Your instance should have a public IP address (the frontend layer assigns an Elastic IP by default, though you could manually transfer one in if you were moving an existing EC2 server).

You should be able to access the first ZEO client at port 8081 and create your Plone site.

Caveats

There are a few restrictions on what can and can’t be done when in of OpsWorks which can occasionally cause annoyance:

  • Instances can only be added to layers when the Instances are stopped,you cannot add additional Layers of functionality to an already running Instance. There are workarounds for this limitation (such as adding recipes or package dependencies to existing layers and re-running the relevant phases), but it can be frustrating.

  • You cannot change the security groups of a running instance, and changes to a Layer’s security groups don’t apply to running instances. Thankfully, any changes to the firewall rules for a security group will affect all running instances in that group. It’s best to make sure your Layers assign all the security groups you might need before starting an instance.
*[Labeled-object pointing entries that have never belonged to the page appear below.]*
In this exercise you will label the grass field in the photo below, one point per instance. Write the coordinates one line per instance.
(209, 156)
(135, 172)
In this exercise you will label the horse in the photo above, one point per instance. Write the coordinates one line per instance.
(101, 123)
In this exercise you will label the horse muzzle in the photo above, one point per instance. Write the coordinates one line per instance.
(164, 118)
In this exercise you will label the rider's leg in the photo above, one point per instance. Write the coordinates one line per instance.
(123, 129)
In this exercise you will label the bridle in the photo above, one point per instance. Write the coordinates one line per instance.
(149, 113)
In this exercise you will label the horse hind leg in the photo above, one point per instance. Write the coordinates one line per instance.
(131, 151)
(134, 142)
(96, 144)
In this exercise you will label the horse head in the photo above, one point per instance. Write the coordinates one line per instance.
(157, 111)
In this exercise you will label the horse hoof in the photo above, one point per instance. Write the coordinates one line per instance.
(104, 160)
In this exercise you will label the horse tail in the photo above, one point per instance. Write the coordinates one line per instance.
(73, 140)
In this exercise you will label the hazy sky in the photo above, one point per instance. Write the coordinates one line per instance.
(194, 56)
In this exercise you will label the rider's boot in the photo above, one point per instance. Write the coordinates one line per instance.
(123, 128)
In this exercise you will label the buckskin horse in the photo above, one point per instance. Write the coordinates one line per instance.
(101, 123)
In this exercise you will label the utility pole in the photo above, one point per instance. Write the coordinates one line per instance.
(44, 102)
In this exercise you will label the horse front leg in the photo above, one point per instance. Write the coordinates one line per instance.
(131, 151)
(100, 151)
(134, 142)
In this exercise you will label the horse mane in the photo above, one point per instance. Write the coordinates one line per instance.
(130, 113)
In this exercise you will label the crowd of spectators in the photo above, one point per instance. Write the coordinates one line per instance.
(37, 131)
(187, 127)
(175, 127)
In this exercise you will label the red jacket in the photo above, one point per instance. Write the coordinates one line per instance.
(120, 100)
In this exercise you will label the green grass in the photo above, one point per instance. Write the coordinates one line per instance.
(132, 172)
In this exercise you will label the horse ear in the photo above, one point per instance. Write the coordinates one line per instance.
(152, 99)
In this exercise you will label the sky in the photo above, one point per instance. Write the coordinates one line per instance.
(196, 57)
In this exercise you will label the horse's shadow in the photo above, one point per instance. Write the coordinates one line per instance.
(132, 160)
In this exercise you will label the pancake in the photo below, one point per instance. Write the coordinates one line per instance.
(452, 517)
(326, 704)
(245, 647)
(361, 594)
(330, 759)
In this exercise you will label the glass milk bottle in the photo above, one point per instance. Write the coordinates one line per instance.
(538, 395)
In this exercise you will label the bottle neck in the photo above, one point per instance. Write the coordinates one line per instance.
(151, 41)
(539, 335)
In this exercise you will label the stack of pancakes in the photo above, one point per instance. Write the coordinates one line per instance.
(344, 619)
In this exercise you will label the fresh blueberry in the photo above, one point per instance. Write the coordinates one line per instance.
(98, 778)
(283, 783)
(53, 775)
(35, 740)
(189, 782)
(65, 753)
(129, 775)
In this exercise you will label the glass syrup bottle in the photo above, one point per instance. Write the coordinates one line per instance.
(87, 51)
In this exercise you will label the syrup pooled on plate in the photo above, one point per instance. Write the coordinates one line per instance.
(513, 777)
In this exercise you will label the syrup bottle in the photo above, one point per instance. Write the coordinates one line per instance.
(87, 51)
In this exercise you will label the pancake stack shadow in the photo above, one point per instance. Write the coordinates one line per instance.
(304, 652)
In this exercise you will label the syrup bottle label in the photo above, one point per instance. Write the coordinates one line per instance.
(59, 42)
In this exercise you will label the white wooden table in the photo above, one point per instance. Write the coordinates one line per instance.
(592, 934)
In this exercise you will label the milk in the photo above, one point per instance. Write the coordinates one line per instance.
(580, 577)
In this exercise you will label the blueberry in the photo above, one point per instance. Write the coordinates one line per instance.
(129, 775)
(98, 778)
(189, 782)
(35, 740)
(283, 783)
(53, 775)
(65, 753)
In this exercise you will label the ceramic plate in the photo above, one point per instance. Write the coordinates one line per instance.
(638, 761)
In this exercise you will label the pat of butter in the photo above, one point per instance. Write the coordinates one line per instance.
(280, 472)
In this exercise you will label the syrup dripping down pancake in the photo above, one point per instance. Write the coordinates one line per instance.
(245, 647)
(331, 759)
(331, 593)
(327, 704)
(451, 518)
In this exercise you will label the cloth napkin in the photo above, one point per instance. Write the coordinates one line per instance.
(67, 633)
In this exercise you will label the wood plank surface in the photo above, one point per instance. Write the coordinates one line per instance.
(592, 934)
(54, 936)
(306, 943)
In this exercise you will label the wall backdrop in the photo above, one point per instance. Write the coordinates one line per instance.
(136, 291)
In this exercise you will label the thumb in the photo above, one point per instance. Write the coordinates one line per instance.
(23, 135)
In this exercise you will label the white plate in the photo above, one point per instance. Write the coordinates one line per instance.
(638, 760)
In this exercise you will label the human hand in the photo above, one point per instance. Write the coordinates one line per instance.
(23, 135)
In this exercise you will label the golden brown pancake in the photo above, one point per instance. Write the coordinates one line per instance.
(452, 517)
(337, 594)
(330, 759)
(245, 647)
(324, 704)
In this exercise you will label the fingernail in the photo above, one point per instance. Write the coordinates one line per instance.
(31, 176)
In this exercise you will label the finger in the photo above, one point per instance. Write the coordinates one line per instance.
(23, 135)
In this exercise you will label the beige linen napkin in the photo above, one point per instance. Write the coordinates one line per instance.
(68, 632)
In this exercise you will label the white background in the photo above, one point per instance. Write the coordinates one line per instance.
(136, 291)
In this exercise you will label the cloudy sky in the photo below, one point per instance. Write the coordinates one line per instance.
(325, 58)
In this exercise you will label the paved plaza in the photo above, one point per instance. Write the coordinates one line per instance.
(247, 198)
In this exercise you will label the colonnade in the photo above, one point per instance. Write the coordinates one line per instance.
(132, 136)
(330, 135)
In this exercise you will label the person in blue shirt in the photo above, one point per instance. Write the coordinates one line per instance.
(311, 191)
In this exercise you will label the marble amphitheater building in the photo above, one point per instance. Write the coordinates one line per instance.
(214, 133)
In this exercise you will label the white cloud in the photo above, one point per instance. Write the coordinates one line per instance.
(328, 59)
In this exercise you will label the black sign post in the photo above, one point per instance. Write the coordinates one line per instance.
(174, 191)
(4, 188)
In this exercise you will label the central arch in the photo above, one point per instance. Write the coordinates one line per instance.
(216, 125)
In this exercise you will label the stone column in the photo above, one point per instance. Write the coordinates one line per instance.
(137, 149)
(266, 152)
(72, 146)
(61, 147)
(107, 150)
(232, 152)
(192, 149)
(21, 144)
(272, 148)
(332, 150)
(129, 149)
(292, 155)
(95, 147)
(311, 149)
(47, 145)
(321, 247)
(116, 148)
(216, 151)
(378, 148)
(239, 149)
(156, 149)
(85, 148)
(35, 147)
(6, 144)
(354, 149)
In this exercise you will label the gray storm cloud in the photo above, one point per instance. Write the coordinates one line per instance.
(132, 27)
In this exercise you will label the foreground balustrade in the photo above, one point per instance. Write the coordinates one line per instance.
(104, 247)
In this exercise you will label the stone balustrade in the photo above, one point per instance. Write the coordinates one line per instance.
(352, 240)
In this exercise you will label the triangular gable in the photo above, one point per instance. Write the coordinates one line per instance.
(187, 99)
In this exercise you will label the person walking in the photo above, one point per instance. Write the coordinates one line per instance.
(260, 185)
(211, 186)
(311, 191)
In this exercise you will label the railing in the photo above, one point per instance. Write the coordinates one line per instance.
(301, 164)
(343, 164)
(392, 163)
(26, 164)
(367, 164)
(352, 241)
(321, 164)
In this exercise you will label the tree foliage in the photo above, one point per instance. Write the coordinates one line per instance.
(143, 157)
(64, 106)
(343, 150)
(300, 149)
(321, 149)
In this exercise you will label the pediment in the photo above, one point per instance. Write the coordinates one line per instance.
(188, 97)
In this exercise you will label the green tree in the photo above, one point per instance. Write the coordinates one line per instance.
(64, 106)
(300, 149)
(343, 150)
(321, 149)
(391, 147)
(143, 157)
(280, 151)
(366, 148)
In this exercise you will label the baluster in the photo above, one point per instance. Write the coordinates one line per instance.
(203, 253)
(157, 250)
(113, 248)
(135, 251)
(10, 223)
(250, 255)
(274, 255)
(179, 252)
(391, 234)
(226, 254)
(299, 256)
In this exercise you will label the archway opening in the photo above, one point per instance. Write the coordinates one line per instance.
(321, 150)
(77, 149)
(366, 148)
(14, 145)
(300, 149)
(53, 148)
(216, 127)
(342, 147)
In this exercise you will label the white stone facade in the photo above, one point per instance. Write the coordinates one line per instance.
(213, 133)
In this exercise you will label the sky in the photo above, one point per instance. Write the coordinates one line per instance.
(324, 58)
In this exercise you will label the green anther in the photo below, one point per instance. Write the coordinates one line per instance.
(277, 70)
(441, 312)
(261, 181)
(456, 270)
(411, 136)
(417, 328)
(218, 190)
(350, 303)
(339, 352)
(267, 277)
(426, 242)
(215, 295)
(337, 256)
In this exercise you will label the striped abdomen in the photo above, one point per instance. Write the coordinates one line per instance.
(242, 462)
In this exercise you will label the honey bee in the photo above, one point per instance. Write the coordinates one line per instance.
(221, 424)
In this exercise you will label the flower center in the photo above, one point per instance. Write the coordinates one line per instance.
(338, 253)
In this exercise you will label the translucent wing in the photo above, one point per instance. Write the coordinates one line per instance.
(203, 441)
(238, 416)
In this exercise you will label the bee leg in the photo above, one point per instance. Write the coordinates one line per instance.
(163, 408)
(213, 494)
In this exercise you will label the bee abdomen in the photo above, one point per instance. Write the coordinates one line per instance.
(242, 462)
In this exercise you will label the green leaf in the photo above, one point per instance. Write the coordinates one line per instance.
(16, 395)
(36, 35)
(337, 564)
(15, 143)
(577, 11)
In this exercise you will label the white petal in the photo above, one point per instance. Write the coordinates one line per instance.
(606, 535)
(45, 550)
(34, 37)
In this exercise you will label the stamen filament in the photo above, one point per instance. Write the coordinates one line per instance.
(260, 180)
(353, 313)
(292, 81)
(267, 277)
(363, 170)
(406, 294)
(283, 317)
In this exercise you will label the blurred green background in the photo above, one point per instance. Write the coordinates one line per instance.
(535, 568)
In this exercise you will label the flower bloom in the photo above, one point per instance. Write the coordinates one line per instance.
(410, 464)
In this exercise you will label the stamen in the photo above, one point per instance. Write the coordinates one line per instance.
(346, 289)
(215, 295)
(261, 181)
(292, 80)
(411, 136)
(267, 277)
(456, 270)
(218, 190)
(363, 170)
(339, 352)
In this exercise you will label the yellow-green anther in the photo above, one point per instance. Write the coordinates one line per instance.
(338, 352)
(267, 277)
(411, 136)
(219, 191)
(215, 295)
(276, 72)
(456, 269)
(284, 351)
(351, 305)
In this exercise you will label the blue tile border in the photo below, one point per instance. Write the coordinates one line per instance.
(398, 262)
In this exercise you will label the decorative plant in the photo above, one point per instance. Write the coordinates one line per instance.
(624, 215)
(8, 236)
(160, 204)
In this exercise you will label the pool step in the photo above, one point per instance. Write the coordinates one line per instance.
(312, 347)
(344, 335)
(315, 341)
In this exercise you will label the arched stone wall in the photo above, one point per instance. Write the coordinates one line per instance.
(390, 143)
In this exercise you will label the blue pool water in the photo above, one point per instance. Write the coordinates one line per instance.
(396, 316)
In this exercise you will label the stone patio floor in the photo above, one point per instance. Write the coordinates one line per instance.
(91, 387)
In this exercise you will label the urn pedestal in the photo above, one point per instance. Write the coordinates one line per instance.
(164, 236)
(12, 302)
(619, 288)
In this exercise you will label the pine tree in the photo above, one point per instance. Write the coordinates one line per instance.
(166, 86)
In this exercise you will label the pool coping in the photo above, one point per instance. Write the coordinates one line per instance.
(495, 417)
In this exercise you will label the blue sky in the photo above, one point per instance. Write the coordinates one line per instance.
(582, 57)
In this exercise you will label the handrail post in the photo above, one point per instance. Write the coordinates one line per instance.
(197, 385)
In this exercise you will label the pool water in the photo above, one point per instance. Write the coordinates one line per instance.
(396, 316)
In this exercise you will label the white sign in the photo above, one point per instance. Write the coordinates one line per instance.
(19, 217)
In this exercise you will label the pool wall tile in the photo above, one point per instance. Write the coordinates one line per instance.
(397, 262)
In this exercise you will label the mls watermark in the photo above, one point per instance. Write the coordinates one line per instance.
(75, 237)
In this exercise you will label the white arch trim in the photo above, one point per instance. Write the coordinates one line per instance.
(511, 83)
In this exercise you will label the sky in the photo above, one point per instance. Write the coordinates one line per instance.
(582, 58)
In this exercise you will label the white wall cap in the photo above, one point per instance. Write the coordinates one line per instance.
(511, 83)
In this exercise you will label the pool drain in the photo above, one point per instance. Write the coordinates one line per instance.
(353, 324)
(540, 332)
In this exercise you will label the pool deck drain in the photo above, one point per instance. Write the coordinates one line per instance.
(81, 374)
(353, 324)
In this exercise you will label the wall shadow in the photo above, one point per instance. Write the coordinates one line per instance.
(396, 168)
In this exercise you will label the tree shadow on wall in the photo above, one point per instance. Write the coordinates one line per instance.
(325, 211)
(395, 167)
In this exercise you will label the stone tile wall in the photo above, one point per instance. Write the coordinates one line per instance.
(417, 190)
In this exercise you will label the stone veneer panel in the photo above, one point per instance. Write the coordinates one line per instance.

  • A setup or deploy may fail because of problems accessing Repositories or PyPI packages. If the initial instance setup fails, it is not generally necessary to stop, wait and then start the instance (which can take a long time), you generally can re-run the setup phase from the Stack panel using the Run Command button.

  • Downloading public packages from PyPI and dist.plone.org is often the slowest part of initial instance setup. It can help tremendously to have a tarball of all required eggs stored in a public S3 url, you can use the Custom JSON to tell OpsWorks to fetch this tarball before running the buildout. The configuration goes under the deploy[app_name] key and looks like [§]

    "buildout_cache_archives" : [{"url" : "https://my-bucket.s3.amazonaws.com/my-eggs-archive.tgz", "path" : "shared"}]
    
[§]This configuration assumes that the tarball has top-level directory called eggs. If you’ve setup such a tarball in an S3 bucket (usually creating it from your first instance deploy), you simply add this configuration to both the deploy["plone_instances"] and deploy["zeoserver"] Custom JSON before launching an instance.